Dentro de ese marco y precisando el entendimiento referido la SC 0535/2004-R, de 7 de abril, señala: “(…) cabe recordar que no es suficiente la sola invocación de los hechos ilegales, por el contrario la persona o personas afectadas, deben demostrar que los mismos son verdaderos. La jurisprudencia constitucional al respecto ha sido clara al precisar que el actor o actores deben acompañar la prueba suficiente y necesaria que acredite la veracidad de las acusaciones que formula, a objeto de lograr sus pretensiones, puesto que corre por su cuenta la carga de demostrar la existencia del o los actos lesivos que estima hayan restringido sus derechos (…)”

          En el caso en análisis la recurrente alega que los dirigentes recurridos evitan que ejerza sus derechos sobre las tierras que posee en Parra Rancho y “Quehuiña Mayu” cortando el suministro de agua de riego y evitando desde hace tiempo atrás que labren la tierra, siembren y cosechen sus productos, por lo que interpone el presente recurso como medio de defensa contra los actos hostiles de los recurridos; sin embargo, la recurrente no ha demostrado fehacientemente la comisión, por parte de los recurridos, de los hechos denunciados, pues no ha presentado ninguna prueba que efectivamente demuestre que los dirigentes estuviesen realizando actos hostiles o medidas de hecho que perturben la pacífica posesión sobre sus tierras o las labores agrícolas que realiza en ellas.

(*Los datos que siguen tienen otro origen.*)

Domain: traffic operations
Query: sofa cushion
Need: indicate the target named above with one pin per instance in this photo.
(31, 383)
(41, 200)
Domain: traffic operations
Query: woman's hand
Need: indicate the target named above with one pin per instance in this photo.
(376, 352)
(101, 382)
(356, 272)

En ese sentido no puede otorgarse la tutela solicitada por la recurrente, pues conforme lo establece la jurisprudencia glosada precedentemente la determinación del Tribunal de amparo constitucional debe obedecer a la certeza sobre si en efecto ha sido violado o está amenazado un derecho fundamental, certidumbre que responde a las pruebas fehacientes que quien recurre de amparo debe presentar para acreditar y demostrar la existencia del acto u omisión denunciados de ilegales y además de ello, también debe demostrar que quien cometió esos actos u omisiones es el particular o la autoridad contra quien recurre de amparo, caso contrario no se puede conceder la tutela pues se está ante un hecho no probado que impide verificar la existencia de lesión a un derecho.

En consecuencia, en el presente caso la recurrente no ha demostrado que los hechos denunciados en su recurso efectivamente hubiesen ocurrido con acciones asumidas por los dirigentes recurridos restringiendo sus derechos sobre las tierras que posee, por lo mismo como quiera que la concesión del amparo debe obedecer a la certidumbre de haber sido efectivamente violado o amenazado un derecho fundamental, en el caso en análisis no existe prueba que acredite que los recurridos incurrieron en las acciones de hecho denunciadas, por lo que sobre esta denuncia tampoco corresponde otorgar la tutela solicitada.